Perhaps prior experience lends to my stubborn hold on fear.  Working full-time after my first knee replacement, I turned a corner in a recently mopped, but no warning signed hallway, and promptly fell on all fours, fracturing my kneecap on the two-year old knee replacement. I was immobilized for four full months, bearing no weight on that leg, still raising two boys and managing a townhouse, while taking work disability to try to make up for my lost salary.  I returned to work in a knee brace that required an additional two months of wear and then proceeded with 6 months of physical therapy.  Al tol, I added another year of recovery to my recovery process.  Thankfully, I did repair.  But I have no illusions about the change of lifestyle a break forces on adults, their families and their professional lives.

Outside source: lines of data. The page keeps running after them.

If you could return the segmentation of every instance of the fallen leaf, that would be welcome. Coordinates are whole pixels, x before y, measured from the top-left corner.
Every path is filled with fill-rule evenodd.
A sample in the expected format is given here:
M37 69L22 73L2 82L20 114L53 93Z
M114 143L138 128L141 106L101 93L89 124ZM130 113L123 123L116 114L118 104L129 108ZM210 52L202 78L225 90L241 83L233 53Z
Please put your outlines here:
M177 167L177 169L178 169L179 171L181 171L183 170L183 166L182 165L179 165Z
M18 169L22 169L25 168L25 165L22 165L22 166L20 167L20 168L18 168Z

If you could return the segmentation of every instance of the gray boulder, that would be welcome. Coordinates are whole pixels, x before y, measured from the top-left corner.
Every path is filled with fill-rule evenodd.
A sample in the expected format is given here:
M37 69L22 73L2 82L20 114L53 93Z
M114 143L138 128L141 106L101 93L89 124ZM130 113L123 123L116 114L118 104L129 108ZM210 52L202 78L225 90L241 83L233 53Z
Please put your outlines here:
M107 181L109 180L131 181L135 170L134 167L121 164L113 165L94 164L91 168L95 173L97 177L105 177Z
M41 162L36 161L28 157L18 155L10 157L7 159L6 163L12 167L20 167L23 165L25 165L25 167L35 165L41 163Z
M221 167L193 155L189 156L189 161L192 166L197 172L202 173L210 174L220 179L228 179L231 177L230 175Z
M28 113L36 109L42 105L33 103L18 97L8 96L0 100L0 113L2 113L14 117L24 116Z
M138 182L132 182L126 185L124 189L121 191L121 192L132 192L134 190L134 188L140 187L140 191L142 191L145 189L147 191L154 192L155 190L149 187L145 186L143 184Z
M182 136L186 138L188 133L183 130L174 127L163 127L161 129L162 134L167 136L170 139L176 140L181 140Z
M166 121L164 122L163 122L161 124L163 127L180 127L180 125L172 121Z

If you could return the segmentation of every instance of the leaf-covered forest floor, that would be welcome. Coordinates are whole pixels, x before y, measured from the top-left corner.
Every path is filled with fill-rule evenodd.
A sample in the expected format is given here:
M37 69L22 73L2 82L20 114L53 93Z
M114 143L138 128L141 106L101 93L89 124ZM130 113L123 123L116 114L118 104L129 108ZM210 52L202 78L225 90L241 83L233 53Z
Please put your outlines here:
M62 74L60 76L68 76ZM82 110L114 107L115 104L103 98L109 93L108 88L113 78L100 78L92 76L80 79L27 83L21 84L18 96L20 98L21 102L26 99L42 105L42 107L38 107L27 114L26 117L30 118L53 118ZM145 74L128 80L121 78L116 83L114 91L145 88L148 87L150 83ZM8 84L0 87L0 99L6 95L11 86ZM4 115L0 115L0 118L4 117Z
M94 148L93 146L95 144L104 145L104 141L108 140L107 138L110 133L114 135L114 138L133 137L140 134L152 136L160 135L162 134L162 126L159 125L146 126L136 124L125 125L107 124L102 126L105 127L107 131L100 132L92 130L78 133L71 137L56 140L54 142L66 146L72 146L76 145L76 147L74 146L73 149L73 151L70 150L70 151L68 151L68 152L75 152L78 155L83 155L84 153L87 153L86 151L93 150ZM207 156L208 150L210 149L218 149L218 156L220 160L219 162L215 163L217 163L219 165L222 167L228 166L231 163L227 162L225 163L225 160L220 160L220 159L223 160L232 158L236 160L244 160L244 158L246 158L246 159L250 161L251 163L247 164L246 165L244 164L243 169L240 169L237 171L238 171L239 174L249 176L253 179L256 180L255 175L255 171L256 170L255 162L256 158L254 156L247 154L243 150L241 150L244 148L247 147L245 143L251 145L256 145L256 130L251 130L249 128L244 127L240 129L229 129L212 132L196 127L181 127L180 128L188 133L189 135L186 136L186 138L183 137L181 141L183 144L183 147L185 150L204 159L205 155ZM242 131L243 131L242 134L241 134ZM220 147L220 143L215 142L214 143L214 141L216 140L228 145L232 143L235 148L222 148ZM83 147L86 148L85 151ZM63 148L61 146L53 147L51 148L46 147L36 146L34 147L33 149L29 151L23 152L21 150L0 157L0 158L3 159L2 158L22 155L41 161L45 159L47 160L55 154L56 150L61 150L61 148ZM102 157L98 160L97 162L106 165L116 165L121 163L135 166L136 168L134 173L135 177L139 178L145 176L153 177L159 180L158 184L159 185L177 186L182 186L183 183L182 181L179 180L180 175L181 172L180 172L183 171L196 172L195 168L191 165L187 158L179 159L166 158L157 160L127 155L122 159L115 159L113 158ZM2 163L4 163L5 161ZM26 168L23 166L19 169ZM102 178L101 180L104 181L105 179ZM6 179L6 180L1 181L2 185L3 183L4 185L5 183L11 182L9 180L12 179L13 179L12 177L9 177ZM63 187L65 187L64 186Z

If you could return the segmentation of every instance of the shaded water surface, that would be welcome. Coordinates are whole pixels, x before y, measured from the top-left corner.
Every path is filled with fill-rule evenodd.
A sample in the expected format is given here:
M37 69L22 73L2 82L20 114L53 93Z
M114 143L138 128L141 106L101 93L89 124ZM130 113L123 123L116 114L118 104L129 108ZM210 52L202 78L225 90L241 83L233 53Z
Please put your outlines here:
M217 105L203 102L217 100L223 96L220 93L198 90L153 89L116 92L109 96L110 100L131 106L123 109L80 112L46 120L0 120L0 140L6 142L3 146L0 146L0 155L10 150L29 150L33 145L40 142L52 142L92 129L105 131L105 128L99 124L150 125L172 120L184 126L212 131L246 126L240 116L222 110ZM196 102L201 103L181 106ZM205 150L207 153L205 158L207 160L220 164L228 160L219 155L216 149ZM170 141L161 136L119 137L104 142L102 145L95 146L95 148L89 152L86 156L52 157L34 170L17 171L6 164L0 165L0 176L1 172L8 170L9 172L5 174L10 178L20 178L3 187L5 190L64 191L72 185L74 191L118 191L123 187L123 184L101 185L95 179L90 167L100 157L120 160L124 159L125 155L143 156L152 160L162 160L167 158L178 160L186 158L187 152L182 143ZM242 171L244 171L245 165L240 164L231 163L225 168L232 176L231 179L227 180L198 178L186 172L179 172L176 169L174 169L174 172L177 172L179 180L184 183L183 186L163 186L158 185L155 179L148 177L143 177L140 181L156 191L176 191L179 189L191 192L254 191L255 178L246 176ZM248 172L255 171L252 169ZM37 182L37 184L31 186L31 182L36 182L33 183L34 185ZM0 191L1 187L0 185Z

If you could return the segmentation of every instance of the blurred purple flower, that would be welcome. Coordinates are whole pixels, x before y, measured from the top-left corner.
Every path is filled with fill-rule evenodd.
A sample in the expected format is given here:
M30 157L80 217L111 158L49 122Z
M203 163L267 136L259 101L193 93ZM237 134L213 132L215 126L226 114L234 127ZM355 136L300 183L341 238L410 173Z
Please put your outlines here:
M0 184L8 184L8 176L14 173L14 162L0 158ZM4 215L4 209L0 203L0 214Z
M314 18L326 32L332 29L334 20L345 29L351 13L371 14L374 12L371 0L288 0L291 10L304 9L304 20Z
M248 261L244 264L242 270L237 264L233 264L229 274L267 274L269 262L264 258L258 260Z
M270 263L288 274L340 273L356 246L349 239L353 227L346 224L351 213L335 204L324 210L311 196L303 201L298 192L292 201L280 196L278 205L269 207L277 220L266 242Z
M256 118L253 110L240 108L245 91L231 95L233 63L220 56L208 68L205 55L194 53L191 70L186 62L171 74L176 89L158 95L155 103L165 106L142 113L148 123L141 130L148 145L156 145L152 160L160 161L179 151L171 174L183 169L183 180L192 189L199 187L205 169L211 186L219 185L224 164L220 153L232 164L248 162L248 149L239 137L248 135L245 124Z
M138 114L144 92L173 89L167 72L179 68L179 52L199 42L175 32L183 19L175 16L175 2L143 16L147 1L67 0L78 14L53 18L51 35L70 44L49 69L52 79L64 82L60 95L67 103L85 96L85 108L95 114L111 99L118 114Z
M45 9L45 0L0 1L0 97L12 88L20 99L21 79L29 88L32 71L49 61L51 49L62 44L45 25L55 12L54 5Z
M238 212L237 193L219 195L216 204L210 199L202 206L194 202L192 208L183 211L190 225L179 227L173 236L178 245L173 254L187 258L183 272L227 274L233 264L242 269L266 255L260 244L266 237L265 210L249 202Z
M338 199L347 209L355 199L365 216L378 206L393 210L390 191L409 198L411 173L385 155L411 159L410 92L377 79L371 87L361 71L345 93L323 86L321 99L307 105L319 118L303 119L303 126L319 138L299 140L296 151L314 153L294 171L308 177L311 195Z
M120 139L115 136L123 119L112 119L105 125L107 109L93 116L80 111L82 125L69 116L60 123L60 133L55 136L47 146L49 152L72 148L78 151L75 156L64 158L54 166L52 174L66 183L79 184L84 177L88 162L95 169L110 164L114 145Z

We know that fear serves the important purpose of sensing danger and threats to ones’ existence.  Joint revisions naturally incorporate fear to sense real threats found in everyday life: fast moving crowds, uneven pavement and steps, intrepid traffic, disrespected pedestrian walk-through zones (‘zebra-stripes’) and slippery walkways all contribute to daily worries, daily fears.  Slipping in the shower, banging the knee into a coffee-table, getting up from a chair too quickly can all result in acute moments of pain and possible damage to the joint. These daily fears, week after week, now three months running wear on me. Never have I wanted to incorporate more mind shifting substances (marijuana, medicinal and otherwise, sleep enhancers, alcohol, mediation, relaxation music, massage, etc…) into my daily life as I have now, following joint revision surgery.

Threaded through these management methods lies a cemented acceptance that whatever happens, has to be accepted.  Seeking to absolutely control present day dangers and their accompanying speculation, forecasting, and anticipated consequences is an illusion.  Fear creates the concern and alertness, as well as produces the strategies, the diligently designed ‘protection plans’ needed to potentially alleviate each situation.  But these plans cannot ensure avoidance of all possible accidents. They help us move forward though.  And, put into practice, these plans become behavioral patterns now common in ones’ life.  When I got on the back of the motorcycle the other day (Blog 3) and easily placed the crutch between my shoulder and my chest, and rested its base on my foot, that was a quick, almost mindless act culminating from weeks of practice. I looked comical, but I felt secure – as much as one can on fast-moving motorcycles weaving their way through moving traffic at rush hour… We can only try to minimize threats to ourselves with strategic planning and ‘safety-first’ decision-making, put into practice often enough to create confident, adjusted, behavioral patterns – ideally supported by calm-inducing moments in the day, as we live our revised lives.

Today, my husband and I will use the metro system to meet a real estate agent in a southern section of Bangkok.  I will put on my light-weight cross-shoulder bag, and walk an additional 400 meters from the metro to get to the door of the apartment complex.  This will be the first visit of 5 we will make today in the same neighborhood.  While I have point-blank reminded the agent three times that I have limited mobility she continues to assume that I can walk as far as she can, youngster that she is.  Lack of empathy, determination to succeed in her profession, stubbornness or dull headedness motivates her as much as fear of pain and of damaging my joint again motivates me.  We will take a metro and Tuk Tuks or small electric rickshaws as often as we can. I will let my husband see the apartments while I sit in a coffee shop waiting for his reviews and his photos.

So, again, fear and strategic thinking must go hand in hand, never trumping the other. Otherwise, ‘housebound’ will be my lifestyle far too soon in my mind and in my life.

EXERCISES today

Saving myself for the adventure later today, I limit my morning routine to straight-legged lifts and knee bends.  When we return, and depending on my pain threshold, I will try to go up to the pool for the rest of my routine as listed in Blog 2.

Onward readers!  How is your day going?